WHAT TYPE DO I NEED? There are basically 2 types of steam cleaners – dry steam vapour, and saturated (or wet) steam. Dry steam is uses litres per hour of water, whereas wet steam requires gallons per minute of water. Wet steam is typically used in industrial or large-scale outdoor applications. Dry steam is used indoors for degreasing, disinfecting, detailing and deep cleaning. Note that carpet machines are sometimes mistakenly called steam cleaners, although there is no steam to be found in them.
WHAT FEATURES DO I NEED? Once decided on a type, let’s assume dry steam, you will find both Batch steamers and Continuous steamers. As their descriptions suggest, a batch steamer makes one batch of steam at a time. This is typical of consumer models, where it is not critical if you run out of steam during a job. A batch steamer has a vital safety cap to prevent the escape of steam from the boiler. A continuous steamer has a non-pressurized reserve water tank, which feeds the boiler on demand, to make replacement steam while you are using the steam cleaner, ensuring that you will not run out of steam. You can open the water tank to add water at any time, even while the machine is running. Commercial steamers are continuous steamers.

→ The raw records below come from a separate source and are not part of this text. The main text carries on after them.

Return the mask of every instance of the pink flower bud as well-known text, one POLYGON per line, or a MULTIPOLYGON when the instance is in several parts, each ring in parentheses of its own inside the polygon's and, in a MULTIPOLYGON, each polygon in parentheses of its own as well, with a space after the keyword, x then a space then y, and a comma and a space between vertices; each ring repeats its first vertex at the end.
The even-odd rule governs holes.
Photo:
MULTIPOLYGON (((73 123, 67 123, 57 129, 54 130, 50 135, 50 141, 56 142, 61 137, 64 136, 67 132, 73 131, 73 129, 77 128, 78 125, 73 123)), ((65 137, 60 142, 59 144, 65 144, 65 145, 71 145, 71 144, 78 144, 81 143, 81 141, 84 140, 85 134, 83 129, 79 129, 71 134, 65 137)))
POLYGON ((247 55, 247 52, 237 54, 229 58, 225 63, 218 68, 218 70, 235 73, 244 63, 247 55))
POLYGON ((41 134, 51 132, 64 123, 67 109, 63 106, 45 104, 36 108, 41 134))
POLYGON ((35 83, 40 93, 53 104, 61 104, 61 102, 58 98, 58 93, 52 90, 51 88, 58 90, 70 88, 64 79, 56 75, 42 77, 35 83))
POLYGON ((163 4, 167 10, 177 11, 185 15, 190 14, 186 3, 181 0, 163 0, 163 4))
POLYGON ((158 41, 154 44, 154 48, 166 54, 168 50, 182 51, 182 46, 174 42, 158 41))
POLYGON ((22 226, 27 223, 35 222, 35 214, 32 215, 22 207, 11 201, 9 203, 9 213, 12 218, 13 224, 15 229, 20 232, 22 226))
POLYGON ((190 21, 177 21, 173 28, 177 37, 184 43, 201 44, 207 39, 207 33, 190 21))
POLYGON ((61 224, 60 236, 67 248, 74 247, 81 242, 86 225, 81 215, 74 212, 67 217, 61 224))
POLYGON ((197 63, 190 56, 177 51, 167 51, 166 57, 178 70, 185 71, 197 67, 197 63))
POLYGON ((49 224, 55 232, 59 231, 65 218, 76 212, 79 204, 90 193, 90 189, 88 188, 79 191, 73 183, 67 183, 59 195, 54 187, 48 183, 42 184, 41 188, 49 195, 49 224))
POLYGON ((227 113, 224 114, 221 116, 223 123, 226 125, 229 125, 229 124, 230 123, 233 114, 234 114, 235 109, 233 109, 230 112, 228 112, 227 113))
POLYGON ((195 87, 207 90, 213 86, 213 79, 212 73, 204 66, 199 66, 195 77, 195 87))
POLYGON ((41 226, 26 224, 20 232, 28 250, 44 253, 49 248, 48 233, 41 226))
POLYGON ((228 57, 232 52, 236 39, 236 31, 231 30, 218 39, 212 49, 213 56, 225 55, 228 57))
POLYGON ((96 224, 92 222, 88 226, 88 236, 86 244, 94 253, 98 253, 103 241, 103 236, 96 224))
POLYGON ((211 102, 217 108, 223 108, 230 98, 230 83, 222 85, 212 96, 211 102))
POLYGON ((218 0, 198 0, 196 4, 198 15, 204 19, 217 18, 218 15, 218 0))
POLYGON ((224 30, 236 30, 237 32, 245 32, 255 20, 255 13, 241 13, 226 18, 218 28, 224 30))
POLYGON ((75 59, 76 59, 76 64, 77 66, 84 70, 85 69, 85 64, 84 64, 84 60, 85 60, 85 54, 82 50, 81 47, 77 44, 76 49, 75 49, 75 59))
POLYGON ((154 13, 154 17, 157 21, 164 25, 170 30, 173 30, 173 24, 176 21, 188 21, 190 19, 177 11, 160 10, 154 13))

WHAT ELSE SHOULD I INSIST ON? Most of the best quality machines are made in Italy, constructed with a stainless steel boiler, supplied by a well established distributor, offered with a strong warranty, and with clear service and repair capability. Of course, all machines should be properly certified by CSA or a comparable agency such as UL, to meet product quality standards. As with any important purchase, make sure that you are dealing with a reputable supplier who will stand behind his product. It is not unreasonable to ask for references. When a salesman tells me that his product will last at least 5 years, I like to hear that verified by a satisfied customer who has used the product for 5 years.
WILL I NEED SPECIAL TRAINING OR SUPPLIES? No. Steam cleaners are easy to use, require only regular tap water, and a modest amount of practice to get the most out of them. A professional supplier will review the operation of the equipment with you, to ensure you are comfortable with it. There is no need for specially treated water, distilled water, reverse osmosis water, softened water, or anything other than tap water. You should never use any chemicals in, or with your steam cleaner, as chemicals are completely unnecessary and unhelpful to the steam cleaning process.
ARE THERE MAINTENANCE REQUIREMENTS? All equipment of any type should be operated with preventive maintenance procedures. Steam cleaners should have their boilers drained regularly to prevent scale build up. If you use your steam cleaner every day in a commercial setting, drain your boiler once a week. If you use your consumer steam cleaner at home once a week, drain your boiler monthly for maximum extended equipment life. Do not put any chemicals into your steam cleaner, ever.
HOW MUCH SHOULD I PAY? Consumer steam cleaners can be purchased very inexpensively, but remember that you usually get what you pay for. It is unlikely that you will find an Italian made steam cleaner with a stainless steel boiler, a good warranty and CSA approval for less than a few hundred dollars. A commercial system with continuous steam re-generation, CSA approval, stainless steel boiler, strong warranty, and after-warranty service capability, along with a good accessory package and product support will generally cost upwards of $2,000. Cheaper systems usually compromise some of the product quality ingredients that you should consider.